Die Leben der rund 600 Insassen des Lagers in Hailfingen/Tailfingen an der Grenze der Kreise Böblingen und Tübingen sind rekonstruiert. Das KZ gelte als eines der am besten erforschten in Süddeutschland, sagt der Autor Volker Mall.

Gäufelden - Weitgehend komplett ist nun das Verzeichnis der Häftlinge des ehemaligen Konzentrationslagers Hailfingen/Tailfingen. „Es gilt als eines der am besten erforschten kleinen Lager in Süddeutschland“, sagt Volker Mall von der KZ-Gedenkstätteninitiative Hailfingen/Tailfingen. Das ist mit sein Verdienst. Seit zehn Jahren erforschen er und Helmut Roth die Schicksale der rund 600 Häftlinge, die um die Jahreswende 1944/1945 den Militärflughafen auf den Gemarkungen von Tailfingen im Süden des Kreises Böblingen, Hailfingen, ein Stadtteil von Rottenburg, und Bondorf ausbauten. Und das unter unmenschlichen Bedingungen. Mall hat nun eine aktualisierte Fassung des Häftlingsverzeichnisses veröffentlicht.

 

„Es spiegelt die Quellenlage wieder“, sagt Mall, der davon ausgeht, dass künftig wenn, dann nur noch Kleinigkeiten an den Lebensläufen der ehemaligen Häftlinge korrigiert werden müssten. Manche der Lebensgeschichten umfassen wenige Zeilen, andere mehrere Seiten wie etwa die der Überlebenden Mordechai Ciechanower und Israel Arbeiter. Rund ein Jahr lang war Mall mit der Aktualisierung beschäftigt – und förderte dabei einige interessante Hinweise und Quellen zu Tage.

So etwa über Jacques Rebboah. Der Schlosser aus Lyon war 1944 von Kollaborateuren der Parti populaire français auf der Straße verhaftet, in das KZ von Auschwitz, dann nach Stutthof bei Danzig und im November 1944 nach Hailfingen verschleppt worden. Er erlebte die Befreiung des Lagers im Februar 1945, wurde dann nach Vaihingen/Enz (Kreis Ludwigsburg) und von dort in das Diakonissenkrankenhaus nach Speyer verlegt, wo der 21-Jährige im April starb. Beigesetzt wurde er auf dem Speyrer Friedhof, doch fünf Jahre später wurden seine sterblichen Überreste exhumiert und auf den Cimetière National im elsässischen Cernay umgebettet. Noch im November 1944 hatte sich Rebboahs Vater bei den Behörden nach dem Schicksal seines Sohnes erkundigt. Der Brief findet sich in Malls Buch.

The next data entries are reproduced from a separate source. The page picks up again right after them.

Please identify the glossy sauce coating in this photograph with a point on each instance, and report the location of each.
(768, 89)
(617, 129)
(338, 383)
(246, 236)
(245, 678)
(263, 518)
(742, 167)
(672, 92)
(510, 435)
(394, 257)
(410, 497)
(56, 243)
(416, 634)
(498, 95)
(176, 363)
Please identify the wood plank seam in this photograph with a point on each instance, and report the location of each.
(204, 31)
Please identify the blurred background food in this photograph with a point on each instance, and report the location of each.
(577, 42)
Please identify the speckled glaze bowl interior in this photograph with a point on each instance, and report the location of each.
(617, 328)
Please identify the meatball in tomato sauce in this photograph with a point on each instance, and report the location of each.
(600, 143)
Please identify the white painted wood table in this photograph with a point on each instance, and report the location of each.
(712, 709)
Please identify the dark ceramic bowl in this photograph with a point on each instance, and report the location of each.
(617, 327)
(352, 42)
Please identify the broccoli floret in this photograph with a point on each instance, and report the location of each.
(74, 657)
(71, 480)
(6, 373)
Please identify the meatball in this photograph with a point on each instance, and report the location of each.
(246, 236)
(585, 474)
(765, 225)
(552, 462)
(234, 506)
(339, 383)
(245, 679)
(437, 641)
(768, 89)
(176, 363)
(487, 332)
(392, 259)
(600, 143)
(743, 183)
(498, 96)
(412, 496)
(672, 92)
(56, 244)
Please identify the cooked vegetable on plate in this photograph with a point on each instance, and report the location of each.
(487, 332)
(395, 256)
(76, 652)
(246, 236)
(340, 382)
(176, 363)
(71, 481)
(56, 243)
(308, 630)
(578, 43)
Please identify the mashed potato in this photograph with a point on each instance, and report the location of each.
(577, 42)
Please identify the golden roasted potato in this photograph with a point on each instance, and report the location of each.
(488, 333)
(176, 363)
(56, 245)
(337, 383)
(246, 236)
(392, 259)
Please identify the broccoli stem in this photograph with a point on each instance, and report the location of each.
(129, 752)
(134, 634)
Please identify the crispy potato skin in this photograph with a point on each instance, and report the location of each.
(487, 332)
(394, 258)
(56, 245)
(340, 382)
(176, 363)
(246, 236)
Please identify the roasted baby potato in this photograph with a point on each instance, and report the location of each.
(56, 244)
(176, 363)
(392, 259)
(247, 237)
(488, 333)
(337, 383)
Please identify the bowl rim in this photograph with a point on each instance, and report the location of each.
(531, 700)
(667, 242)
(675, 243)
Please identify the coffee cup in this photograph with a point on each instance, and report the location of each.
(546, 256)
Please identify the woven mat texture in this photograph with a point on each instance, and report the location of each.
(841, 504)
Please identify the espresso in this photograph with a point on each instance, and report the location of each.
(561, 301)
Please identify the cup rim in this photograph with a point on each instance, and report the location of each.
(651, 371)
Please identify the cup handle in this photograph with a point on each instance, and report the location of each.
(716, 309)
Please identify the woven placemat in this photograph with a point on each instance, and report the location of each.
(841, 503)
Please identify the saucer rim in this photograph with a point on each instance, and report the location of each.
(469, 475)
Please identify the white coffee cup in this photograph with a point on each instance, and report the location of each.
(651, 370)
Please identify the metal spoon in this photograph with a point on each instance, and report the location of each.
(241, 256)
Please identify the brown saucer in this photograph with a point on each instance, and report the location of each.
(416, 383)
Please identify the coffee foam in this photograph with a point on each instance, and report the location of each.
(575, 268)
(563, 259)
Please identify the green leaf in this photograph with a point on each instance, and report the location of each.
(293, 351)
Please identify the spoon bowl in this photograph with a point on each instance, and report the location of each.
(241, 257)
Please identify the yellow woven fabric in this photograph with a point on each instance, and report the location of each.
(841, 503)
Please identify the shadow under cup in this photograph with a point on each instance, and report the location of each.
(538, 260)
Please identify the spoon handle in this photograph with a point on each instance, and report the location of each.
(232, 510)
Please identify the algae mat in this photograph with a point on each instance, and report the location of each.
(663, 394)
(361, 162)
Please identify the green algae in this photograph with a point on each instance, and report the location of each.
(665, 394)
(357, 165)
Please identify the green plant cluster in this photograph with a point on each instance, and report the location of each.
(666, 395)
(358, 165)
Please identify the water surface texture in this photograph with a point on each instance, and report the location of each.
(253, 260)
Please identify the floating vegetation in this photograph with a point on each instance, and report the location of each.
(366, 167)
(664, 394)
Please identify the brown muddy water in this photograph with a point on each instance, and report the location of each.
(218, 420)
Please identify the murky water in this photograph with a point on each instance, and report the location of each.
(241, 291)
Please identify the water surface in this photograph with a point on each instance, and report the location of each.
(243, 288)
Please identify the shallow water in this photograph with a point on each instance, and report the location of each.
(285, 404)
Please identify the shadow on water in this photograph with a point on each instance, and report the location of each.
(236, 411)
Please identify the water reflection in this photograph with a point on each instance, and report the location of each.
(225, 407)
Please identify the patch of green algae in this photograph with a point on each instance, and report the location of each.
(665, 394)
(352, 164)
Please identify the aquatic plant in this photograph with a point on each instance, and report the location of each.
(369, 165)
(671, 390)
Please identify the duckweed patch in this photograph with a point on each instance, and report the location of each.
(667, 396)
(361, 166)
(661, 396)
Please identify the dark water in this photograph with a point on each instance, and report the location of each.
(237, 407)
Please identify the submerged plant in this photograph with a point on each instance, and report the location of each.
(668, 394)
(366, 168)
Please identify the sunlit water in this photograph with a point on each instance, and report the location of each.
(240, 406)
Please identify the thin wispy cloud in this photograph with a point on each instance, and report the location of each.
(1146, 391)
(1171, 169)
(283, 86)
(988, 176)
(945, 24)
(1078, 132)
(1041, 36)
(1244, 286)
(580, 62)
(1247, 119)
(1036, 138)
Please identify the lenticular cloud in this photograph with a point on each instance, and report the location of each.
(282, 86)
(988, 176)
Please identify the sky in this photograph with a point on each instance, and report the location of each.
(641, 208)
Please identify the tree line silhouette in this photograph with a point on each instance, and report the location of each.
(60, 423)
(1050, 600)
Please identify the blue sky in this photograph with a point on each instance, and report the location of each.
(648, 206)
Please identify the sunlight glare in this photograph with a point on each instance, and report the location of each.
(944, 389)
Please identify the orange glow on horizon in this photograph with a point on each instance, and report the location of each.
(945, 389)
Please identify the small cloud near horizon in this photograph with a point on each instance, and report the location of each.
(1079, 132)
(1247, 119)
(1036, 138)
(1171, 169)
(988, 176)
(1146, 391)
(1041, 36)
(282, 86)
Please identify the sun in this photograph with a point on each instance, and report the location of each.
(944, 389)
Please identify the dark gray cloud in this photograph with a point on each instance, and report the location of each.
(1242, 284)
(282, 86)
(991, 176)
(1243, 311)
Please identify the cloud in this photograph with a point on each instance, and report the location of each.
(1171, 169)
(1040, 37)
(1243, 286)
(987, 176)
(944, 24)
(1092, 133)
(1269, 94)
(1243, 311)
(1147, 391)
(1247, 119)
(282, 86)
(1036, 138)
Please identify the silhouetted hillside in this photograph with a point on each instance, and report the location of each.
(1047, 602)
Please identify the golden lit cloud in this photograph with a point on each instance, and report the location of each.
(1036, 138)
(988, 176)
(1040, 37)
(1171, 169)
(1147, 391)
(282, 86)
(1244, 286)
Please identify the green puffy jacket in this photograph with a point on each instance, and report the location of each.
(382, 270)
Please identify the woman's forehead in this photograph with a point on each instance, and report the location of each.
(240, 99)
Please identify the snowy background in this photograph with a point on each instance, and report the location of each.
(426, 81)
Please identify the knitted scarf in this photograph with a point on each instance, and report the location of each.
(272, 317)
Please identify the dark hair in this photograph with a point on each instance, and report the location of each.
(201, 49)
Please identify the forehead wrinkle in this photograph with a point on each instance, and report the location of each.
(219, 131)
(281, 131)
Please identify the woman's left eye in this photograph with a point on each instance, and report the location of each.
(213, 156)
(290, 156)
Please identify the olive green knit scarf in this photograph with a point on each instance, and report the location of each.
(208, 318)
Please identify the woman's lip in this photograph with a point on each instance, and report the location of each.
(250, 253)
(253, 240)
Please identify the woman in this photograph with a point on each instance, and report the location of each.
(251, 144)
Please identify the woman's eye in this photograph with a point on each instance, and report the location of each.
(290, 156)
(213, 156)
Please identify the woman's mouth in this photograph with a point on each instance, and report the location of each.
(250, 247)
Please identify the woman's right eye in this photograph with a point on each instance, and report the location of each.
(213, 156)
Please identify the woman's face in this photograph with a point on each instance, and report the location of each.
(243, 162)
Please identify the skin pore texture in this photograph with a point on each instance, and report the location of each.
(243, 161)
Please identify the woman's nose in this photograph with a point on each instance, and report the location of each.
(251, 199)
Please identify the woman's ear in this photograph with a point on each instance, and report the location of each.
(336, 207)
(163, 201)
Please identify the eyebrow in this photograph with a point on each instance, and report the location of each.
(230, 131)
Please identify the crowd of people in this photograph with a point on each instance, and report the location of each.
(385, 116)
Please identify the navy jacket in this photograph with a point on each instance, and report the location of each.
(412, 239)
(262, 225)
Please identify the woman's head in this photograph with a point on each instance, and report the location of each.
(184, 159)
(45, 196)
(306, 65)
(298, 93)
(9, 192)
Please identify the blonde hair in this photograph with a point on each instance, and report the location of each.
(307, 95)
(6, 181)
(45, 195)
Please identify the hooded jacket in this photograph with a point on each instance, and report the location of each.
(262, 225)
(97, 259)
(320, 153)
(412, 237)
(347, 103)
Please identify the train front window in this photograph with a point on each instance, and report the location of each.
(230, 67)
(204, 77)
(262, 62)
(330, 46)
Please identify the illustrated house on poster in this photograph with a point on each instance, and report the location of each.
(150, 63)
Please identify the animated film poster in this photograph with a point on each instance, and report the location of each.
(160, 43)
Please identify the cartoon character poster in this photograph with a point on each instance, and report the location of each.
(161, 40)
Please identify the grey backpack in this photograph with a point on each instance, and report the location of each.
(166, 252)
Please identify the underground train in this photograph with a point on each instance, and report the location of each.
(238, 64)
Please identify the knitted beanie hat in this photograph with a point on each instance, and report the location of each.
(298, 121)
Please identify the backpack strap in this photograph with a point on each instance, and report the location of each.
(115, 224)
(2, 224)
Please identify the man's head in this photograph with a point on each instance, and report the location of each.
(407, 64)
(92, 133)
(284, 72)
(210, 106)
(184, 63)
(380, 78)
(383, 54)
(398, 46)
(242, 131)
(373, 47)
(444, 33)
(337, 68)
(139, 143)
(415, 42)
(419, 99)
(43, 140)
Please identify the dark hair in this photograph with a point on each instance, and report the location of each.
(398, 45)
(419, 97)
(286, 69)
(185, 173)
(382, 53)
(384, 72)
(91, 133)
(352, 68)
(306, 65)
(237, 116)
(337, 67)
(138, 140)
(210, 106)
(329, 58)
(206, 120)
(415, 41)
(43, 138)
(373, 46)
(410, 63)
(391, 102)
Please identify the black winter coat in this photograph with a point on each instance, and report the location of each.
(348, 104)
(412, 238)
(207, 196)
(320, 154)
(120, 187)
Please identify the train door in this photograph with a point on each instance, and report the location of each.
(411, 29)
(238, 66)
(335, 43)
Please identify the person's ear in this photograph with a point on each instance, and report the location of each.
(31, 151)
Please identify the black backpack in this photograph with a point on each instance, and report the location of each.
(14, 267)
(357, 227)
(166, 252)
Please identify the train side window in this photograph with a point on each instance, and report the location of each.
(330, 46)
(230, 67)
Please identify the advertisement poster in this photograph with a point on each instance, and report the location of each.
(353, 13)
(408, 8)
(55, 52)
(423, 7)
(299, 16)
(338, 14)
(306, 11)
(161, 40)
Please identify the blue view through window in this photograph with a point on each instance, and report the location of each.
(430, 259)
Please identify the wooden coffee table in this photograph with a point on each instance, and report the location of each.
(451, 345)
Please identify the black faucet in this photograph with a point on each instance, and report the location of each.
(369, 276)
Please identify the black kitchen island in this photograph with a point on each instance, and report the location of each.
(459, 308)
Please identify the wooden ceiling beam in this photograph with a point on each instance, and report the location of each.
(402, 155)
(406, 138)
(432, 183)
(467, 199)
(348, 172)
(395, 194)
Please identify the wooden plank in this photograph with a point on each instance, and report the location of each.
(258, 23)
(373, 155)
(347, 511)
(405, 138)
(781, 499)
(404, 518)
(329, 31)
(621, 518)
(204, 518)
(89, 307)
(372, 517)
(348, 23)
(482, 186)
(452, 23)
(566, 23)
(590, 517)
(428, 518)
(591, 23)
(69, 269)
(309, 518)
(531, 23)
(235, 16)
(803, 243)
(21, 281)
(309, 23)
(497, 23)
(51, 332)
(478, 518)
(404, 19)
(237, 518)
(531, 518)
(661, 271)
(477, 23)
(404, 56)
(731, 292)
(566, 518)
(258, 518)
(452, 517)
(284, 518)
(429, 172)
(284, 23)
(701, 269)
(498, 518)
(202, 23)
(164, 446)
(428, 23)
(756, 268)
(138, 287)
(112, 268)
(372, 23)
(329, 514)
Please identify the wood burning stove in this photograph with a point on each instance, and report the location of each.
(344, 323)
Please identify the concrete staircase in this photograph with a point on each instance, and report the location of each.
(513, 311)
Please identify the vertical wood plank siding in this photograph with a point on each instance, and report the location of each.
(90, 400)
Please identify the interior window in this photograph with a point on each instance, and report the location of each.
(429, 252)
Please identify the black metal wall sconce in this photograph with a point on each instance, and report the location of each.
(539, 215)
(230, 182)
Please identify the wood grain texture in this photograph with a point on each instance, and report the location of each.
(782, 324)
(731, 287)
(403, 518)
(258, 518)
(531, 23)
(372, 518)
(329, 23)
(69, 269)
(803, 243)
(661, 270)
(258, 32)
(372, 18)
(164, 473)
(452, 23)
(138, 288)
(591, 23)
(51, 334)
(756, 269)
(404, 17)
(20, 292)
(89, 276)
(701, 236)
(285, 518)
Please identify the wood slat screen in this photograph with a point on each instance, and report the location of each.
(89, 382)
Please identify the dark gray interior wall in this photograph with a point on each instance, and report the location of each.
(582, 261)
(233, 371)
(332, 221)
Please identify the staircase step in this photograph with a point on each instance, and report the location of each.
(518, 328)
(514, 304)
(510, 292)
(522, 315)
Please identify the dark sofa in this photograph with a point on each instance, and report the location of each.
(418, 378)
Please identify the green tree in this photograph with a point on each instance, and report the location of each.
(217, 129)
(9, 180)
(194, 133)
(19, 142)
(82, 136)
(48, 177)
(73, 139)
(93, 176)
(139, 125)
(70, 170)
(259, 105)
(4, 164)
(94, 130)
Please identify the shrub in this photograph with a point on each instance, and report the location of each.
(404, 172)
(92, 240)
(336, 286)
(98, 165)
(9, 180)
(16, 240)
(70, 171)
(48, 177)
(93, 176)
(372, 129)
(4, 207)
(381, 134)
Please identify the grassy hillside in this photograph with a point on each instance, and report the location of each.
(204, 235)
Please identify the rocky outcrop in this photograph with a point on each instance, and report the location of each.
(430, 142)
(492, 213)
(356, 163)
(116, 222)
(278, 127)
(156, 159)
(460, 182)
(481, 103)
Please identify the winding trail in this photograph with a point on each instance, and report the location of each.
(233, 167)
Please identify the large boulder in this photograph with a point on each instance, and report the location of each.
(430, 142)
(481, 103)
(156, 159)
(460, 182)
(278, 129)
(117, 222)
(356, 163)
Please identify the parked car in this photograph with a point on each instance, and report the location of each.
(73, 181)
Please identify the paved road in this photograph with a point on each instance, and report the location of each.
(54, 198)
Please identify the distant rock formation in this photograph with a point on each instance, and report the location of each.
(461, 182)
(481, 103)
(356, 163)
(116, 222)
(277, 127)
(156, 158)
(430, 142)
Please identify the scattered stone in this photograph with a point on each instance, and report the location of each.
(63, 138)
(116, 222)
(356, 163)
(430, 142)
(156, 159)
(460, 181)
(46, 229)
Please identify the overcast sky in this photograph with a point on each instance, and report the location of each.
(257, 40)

Ähnlich wie Rebboah war es Raphaël Caraco ergangen. Bewaffnete Kollaborateure fassten den Schüler am 13. Juli 1944 wenige Tage vor seinem 17. Geburtstag in Lyon. Er wurde in dem Gestapogefängnis festgehalten. Als seine Mutter dort nach ihm suchte, wurde auch sie festgenommen. Wie Rebboah gelangte Caraco über die Lager in Auschwitz und Stutthof nach Hailfingen. Bald schon wurde Caraco krank und im Februar 1945 in das zentrale Krankenlager nach Vaihingen/Enz verlegt, das die französische Armee im April befreite. An seine Tante Rahel schrieb der Jugendliche, dass er im Mai in ein Krankenhaus auf der Insel Reichenau gebracht werden soll. Entweder starb er auf dem Transport oder kurz nach seiner Ankunft.

Ohne die Technik wäre die Aufarbeitung der Häftlingsschicksale nicht möglich gewesen, betont Mall. So stellten immer mehr Archive ihre Daten ins Internet. Auch ließe sich über E-Mail und Facebook der Kontakt zu Nachkommen ehemaliger Häftlinge knüpfen. 16 von diesen lebten noch, so Mall. Außerdem habe die KZ-Gedenkstätteninitiative rund 50 Nachfahren ehemaliger Häftlinge aufspüren können. Sie alle seien zum fünfjährigen Bestehen der Gedenkstätte im Juni dieses Jahres eingeladen. „Überraschend“ für Mall ist, dass sich die Enkel der Häftlinge mehr für deren Geschichte interessierten als die Kinder. Sie seien so traumatisiert, vermutet Mall, dass sie nichts von der grauenvollen Vergangenheit ihrer Eltern wissen wollten.